I went back to my undergraduate institution last weekend to watch this years final home football game, as well as a hockey match. I came back to North Chicago with a sore throat. After spending any amount of time on a college campus, I always fear I have mono. That's right: I worried that I had mononucleosis every time I was sick for four years.
Looking at my throat in the mirror wasn't working, so I grabbed my otolopharyn-o-scope (sp?) and peered inside. I realized that there is something in my throat that I had never thought of before. You know that thing that hangs down in the center of your throat? I had no idea what it was. Was it the epiglottis? That was the only thing I could think of that would be situated back there, but it could not have been, because it was small and insignificant, unlikely to block food from entering the lungs, which is the epiglottis's main responsibility.
So what was that thing?
I became even more perplexed when I discovered that yelling at it made it disconnect from the roof of my mouth after I swallowed.
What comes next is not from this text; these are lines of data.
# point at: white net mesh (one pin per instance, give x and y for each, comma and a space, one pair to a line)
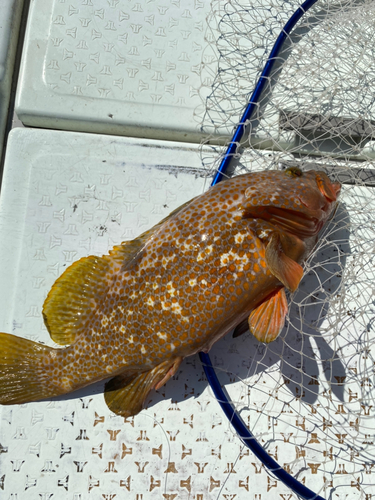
309, 396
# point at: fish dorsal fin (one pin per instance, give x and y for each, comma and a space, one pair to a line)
285, 269
125, 395
268, 319
71, 300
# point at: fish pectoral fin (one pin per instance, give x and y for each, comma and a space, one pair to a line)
241, 328
125, 395
268, 319
285, 269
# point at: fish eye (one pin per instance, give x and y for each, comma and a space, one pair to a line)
294, 172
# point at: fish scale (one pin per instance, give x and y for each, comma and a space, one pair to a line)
222, 258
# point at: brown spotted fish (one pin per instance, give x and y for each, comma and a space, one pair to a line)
133, 315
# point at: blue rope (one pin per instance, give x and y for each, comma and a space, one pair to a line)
245, 435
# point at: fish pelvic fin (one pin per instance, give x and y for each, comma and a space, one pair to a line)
285, 269
268, 319
125, 395
23, 377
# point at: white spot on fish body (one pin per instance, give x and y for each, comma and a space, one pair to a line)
176, 308
171, 289
239, 238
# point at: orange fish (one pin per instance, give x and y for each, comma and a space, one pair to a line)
225, 256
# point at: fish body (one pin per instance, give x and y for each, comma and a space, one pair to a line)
222, 258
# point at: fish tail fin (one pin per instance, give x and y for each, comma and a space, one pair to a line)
23, 374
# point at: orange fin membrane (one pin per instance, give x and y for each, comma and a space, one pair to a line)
285, 269
125, 395
268, 319
22, 377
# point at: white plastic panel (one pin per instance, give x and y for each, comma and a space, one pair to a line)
116, 67
10, 15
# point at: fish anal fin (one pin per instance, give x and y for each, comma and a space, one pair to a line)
285, 269
70, 300
268, 319
125, 395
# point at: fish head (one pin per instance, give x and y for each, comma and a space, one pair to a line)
298, 202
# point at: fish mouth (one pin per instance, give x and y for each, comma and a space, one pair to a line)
298, 223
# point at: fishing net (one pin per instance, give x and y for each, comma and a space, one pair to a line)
309, 396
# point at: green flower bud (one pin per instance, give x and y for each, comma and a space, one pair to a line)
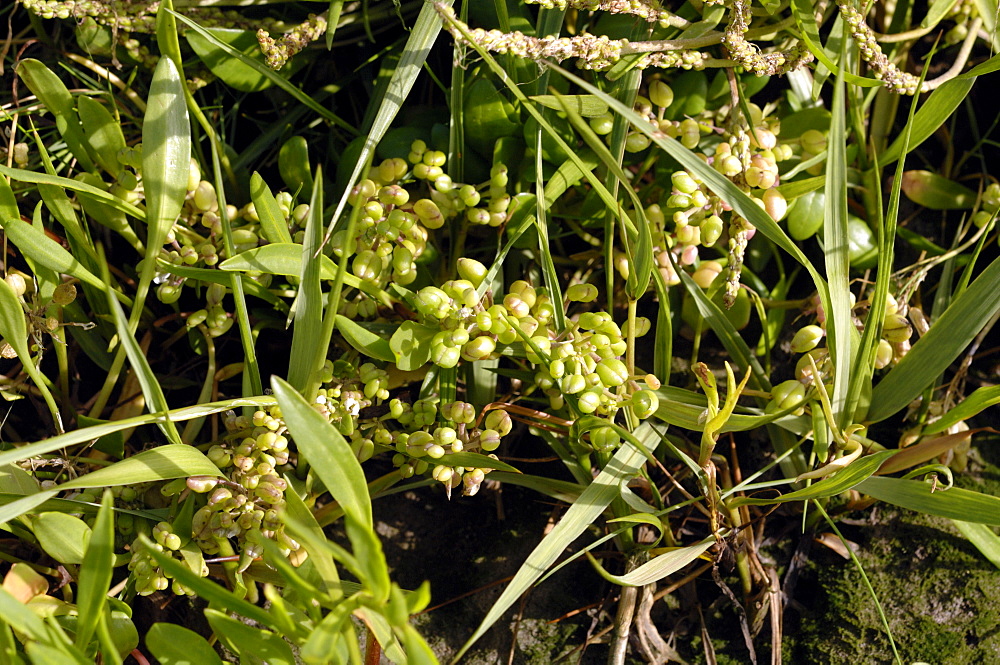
806, 338
605, 439
645, 403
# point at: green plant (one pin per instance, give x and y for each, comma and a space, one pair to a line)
542, 258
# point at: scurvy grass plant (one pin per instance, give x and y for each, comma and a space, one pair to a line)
549, 257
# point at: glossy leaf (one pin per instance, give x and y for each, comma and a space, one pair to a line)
955, 503
96, 572
47, 252
329, 455
103, 133
272, 221
166, 164
411, 345
364, 340
32, 177
62, 536
980, 400
252, 644
937, 192
176, 645
56, 98
660, 566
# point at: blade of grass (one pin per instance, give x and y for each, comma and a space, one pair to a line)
95, 573
588, 508
940, 346
418, 46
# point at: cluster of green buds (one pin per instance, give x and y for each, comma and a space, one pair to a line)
989, 206
43, 316
893, 344
197, 238
147, 575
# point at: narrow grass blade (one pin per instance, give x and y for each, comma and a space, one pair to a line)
329, 455
940, 346
273, 76
151, 389
103, 133
35, 244
176, 645
587, 509
32, 177
955, 503
96, 571
418, 46
161, 463
840, 331
982, 538
980, 400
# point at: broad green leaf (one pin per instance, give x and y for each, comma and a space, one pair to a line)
62, 536
272, 221
231, 70
364, 340
15, 480
661, 566
166, 462
329, 455
219, 596
940, 346
166, 164
418, 45
978, 401
983, 538
32, 177
577, 519
841, 481
587, 106
96, 571
253, 644
212, 276
14, 330
99, 211
175, 645
268, 73
936, 192
56, 98
411, 345
280, 258
307, 348
47, 252
955, 503
935, 111
103, 132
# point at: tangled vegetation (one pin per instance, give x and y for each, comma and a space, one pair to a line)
735, 271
Curiosity drove me to Bates' Guide to Physical Examination and History Taking. That thing is called a Uvula. There was significant redness on my soft palate, but the posterior pillar of my throat seemed splotched, with faintly white pigmentation. Could this be a bacterial infection? Or was it simply mild dehydration presenting itself at the farthest reaches of my throat? Where even my light couldn't clearly illuminate it?
My self-diagnoses are still short of perfect. But they are getting better.